Kehancuran Amerika dan Kemunculan Khilafah

Presiden AS ke-47, Donald Trump, naik ke tampuk kekuasaan dengan warisan yang dibebani oleh krisis dalam dan luar negeri, serta menghadapi tantangan signifikan yang dihadapi Amerika, terutama melemahnya kedudukan internasionalnya. Namun, Trump, seorang pria yang keras kepala dan percaya diri, terampil dalam berkonflik, serta pantang menyerah. Ia bahkan menakut-nakuti para pesaingnya dan menobatkan dirinya sebagai pemimpin partai. Sekarang dia kembali ke Gedung Putih untuk yang kedua kalinya, sebuah kemenangan yang kuat, yang dipersenjatai dengan kemenangan telak atas kandidat Demokrat, Kamala Harris, serta didukung oleh perusahaan-perusahaan kapitalis besar, baik kapitalis klasik yang diwakili oleh perusahaan-perusahaan minyak, senjata, dan kereta api, serta lainnya yang awalnya merupakan bagian dari basis Partai Republik dan bahkan pendukungnya, yaitu perusahaan-perusahaan kapitalis teknologi, yang diwakili oleh perusahaan-perusahaan Silicon Valley, seperti Meta, Apple, Amazon, dan lainnya, yang mendukung Kamala Harris dalam pemilu, namun dengan cepat bergabung ke barisan pendukung Trump, bahkan sebagian besar dari mereka menyumbangkan 1 juta dolar untuk pelantikan Trump. Tampilnya Trump kali ini dengan berbekal gagasan dan rencana kaum konservatif kanan, sebuah gerakan politik yang akarnya sudah ada sejak awal berdirinya Amerika, meski gerakan ini baru terbentuk pada tahun 1950-an sebagai gerakan politik berpengaruh yang memperjuangkan kekuasaan seorang tokoh Protestan kulit putih dan kembali ke nilai-nilai keluarga. Salah satu tokoh politiknya yang paling terkenal adalah Presiden Reagan.

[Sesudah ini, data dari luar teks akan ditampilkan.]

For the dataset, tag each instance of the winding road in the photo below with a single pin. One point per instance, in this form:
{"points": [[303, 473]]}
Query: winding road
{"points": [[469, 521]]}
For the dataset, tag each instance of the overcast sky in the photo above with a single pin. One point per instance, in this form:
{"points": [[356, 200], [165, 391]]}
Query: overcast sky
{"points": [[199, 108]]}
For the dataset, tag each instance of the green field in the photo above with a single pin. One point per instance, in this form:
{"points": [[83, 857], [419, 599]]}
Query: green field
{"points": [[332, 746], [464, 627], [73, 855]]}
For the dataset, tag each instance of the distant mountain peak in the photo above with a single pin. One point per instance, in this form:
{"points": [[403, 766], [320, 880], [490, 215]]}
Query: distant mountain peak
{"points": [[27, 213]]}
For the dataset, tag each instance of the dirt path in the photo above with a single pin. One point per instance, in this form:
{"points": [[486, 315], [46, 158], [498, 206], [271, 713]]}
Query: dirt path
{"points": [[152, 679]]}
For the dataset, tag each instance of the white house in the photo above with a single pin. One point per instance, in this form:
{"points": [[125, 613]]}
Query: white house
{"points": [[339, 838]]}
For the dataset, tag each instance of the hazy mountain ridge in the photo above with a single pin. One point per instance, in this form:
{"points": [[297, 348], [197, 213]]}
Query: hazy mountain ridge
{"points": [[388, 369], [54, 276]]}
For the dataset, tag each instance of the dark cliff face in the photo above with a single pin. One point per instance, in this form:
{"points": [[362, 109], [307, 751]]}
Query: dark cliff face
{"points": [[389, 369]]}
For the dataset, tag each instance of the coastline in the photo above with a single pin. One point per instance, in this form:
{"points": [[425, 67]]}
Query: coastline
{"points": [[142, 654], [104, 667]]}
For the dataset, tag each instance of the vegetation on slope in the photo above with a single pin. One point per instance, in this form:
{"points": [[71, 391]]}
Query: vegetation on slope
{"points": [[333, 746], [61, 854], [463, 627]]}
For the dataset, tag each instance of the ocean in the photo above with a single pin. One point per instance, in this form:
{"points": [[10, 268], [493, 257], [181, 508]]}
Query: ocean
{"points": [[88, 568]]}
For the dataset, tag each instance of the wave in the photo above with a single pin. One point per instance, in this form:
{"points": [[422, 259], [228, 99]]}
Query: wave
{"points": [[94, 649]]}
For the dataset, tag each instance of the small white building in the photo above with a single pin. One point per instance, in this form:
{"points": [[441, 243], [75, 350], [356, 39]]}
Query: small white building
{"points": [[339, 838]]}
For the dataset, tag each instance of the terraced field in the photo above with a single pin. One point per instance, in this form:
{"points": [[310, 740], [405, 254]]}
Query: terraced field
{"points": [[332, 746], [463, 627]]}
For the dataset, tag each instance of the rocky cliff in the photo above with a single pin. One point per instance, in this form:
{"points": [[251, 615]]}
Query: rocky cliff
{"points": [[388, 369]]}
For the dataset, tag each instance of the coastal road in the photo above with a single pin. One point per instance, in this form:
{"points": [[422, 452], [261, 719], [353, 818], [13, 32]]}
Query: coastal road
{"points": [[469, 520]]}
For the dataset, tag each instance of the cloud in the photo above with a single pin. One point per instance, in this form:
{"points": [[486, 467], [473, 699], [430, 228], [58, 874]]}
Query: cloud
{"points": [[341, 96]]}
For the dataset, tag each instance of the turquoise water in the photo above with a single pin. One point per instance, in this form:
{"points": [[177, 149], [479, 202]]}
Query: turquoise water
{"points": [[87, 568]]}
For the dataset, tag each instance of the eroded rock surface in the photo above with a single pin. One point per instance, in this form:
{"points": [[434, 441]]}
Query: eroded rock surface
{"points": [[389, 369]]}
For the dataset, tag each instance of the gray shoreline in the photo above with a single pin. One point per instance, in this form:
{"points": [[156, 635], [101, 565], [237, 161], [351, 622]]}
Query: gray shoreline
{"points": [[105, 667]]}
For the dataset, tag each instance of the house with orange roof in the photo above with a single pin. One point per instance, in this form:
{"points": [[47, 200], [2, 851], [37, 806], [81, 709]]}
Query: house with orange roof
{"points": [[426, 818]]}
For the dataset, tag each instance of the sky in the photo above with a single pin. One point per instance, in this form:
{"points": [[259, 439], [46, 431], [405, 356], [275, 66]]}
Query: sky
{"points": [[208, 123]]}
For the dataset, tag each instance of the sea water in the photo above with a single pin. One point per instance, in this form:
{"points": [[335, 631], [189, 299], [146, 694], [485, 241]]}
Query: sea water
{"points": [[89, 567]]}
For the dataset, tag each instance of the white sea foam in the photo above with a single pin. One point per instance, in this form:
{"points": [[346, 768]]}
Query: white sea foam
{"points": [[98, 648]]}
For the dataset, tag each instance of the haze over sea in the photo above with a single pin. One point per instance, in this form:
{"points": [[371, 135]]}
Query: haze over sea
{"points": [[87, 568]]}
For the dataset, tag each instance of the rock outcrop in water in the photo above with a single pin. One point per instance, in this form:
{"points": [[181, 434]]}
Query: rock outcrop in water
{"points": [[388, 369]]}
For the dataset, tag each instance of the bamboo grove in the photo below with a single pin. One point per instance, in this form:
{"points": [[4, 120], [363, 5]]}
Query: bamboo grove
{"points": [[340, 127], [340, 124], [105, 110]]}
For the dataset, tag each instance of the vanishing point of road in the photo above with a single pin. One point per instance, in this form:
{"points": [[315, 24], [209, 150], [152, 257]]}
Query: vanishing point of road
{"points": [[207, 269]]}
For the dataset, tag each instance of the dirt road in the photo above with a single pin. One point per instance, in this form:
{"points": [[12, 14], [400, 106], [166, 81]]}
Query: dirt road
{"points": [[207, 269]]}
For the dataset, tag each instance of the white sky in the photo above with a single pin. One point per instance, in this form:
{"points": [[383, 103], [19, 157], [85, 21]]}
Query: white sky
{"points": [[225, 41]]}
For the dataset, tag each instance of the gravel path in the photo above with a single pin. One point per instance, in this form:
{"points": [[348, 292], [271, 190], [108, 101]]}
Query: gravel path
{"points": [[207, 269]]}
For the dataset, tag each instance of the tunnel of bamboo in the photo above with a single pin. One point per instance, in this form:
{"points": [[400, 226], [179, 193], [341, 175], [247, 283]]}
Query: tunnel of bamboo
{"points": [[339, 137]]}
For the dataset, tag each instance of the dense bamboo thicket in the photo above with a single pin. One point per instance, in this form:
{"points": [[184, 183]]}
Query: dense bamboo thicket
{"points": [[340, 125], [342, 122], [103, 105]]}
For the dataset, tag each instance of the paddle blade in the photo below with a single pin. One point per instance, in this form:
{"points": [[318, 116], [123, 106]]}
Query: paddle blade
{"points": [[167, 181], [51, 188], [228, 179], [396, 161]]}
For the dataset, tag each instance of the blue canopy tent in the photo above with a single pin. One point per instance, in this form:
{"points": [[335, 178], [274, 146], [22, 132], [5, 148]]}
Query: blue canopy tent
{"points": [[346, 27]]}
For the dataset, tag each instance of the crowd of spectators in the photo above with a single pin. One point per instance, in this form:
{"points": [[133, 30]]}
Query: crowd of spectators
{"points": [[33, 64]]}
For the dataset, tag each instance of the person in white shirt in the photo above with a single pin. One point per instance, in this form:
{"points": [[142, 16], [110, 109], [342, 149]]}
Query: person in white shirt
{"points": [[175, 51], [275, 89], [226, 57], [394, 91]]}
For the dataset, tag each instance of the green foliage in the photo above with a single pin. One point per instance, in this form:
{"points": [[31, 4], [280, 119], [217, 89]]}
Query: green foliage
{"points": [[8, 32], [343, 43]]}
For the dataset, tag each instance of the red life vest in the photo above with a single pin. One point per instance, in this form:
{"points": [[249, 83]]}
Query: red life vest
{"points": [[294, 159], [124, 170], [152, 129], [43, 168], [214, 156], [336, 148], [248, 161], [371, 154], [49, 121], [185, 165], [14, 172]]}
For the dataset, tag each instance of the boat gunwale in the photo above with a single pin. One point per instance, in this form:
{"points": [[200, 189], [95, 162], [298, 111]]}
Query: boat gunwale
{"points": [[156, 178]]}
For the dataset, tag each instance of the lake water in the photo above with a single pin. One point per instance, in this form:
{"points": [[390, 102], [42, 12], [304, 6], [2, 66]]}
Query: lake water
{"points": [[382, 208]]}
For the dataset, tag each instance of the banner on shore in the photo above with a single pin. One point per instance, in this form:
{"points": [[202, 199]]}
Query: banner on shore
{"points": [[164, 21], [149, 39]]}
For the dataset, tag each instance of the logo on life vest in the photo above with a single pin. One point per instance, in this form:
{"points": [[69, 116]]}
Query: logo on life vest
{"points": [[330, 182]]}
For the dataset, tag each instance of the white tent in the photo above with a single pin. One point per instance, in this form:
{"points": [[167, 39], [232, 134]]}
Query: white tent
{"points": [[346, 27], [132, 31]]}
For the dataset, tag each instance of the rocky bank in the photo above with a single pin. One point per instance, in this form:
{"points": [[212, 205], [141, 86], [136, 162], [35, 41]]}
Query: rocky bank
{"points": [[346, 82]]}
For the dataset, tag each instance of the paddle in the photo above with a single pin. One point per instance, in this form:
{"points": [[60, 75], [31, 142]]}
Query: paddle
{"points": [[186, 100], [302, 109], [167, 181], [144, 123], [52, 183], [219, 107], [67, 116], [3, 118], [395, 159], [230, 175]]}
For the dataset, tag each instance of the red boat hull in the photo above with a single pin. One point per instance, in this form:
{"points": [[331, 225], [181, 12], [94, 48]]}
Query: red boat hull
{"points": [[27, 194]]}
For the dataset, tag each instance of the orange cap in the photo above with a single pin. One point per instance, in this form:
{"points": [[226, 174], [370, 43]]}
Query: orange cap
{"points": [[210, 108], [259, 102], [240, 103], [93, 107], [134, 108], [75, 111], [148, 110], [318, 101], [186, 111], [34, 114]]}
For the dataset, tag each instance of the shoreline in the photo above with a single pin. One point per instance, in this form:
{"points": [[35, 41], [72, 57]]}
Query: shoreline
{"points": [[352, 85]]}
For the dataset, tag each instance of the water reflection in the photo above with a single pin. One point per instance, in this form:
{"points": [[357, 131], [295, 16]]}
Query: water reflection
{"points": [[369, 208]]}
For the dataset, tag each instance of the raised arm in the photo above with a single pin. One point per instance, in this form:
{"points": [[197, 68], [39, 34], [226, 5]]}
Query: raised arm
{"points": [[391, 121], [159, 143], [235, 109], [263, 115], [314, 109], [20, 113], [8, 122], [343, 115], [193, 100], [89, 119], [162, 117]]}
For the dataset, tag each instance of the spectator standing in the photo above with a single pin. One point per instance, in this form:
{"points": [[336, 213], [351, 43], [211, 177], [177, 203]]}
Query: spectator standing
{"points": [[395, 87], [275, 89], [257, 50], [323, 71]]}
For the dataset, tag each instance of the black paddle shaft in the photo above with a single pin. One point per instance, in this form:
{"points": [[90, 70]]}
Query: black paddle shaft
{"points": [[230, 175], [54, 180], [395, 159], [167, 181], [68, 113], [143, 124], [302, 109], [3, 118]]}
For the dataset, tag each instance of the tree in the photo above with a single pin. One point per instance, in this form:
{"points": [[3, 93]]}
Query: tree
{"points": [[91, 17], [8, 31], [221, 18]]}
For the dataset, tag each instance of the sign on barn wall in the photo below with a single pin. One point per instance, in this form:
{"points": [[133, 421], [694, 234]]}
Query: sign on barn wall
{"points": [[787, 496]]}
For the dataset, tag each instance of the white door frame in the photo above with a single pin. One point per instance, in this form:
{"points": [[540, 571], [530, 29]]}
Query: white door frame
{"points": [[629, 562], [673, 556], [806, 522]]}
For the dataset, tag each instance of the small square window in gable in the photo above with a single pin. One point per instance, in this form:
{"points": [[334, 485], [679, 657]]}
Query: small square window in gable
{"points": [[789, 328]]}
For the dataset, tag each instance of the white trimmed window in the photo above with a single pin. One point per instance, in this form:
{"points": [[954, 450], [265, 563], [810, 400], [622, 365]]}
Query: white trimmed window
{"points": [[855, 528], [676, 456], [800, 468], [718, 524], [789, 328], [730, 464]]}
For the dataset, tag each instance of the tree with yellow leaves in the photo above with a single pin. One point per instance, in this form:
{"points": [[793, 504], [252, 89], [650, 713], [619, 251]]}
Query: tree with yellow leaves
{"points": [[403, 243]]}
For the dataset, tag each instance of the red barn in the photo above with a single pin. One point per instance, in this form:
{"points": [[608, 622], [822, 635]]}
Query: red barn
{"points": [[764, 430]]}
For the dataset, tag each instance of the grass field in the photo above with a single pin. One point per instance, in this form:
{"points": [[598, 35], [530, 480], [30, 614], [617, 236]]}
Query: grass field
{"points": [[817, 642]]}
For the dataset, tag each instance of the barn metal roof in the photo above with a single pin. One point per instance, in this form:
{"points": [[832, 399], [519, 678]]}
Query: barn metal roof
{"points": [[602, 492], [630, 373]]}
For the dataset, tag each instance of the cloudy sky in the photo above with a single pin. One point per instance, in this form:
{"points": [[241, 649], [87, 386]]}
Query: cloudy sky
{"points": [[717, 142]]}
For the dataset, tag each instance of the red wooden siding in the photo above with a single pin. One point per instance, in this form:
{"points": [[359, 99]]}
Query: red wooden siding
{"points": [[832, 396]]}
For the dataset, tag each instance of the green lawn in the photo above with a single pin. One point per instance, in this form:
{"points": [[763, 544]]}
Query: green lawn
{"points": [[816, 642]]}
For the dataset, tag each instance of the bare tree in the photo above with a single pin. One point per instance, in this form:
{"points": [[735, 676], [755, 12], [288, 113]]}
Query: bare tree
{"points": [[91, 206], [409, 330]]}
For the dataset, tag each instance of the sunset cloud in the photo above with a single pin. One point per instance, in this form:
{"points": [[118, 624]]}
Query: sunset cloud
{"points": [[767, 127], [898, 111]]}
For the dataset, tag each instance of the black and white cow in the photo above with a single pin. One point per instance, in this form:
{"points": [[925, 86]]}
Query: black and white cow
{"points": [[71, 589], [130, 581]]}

Karena kecepatan perubahan merupakan ciri khas para pemimpin Amerika, terutama karena ketergantungan mereka pada riset lembaga pemikir, kebijakan Trump selama masa jabatan kepresidenannya saat ini bersumber dari Heritage Foundation, sebuah lembaga riset dan pendidikan yang didirikan pada tahun 1973 dengan anggaran tahunan sekitar 80 juta dolar. Yayasan ini dianggap sebagai salah satu pusat opini konservatif sayap kanan terpenting, dan pendiriannya merupakan reaksi terhadap kemunculan sejumlah lembaga pemikir liberal seperti Brookings Institution. Riset Heritage Foundation memainkan peran penting dalam kemenangan Presiden Reagan dalam Perang Dingin pada tahun 1980-an.
Kebijakan Trump saat ini didasarkan pada sebuah studi penelitian yang diterbitkan oleh Heritage Foundation yang konservatif pada tahun 2023, yang dikenal sebagai Proyek Transisi Presiden 2025. Rencana proyek ini dituangkan dalam sebuah buku rekomendasi kebijakan berjudul “Mandate For Leadership: The Conservative Promise, Mandat untuk Kepemimpinan: Janji Konservatif”. Studi senilai 22 juta dolar ini, yang diterjemahkan ke dalam tindakan praktis melalui kebijakan Trump, bertujuan untuk membongkar negara dalam negara (deep state), mengembalikan kekuasaan kepada rakyat, menyelesaikan perpecahan politik Amerika yang menguntungkan kaum konservatif sayap kanan, memperbaiki keretakan internal, mengatasi utang federal sebesar 36,2 triliun dolar, dan di luar negeri bertujuan untuk memperkuat posisi internasional Amerika.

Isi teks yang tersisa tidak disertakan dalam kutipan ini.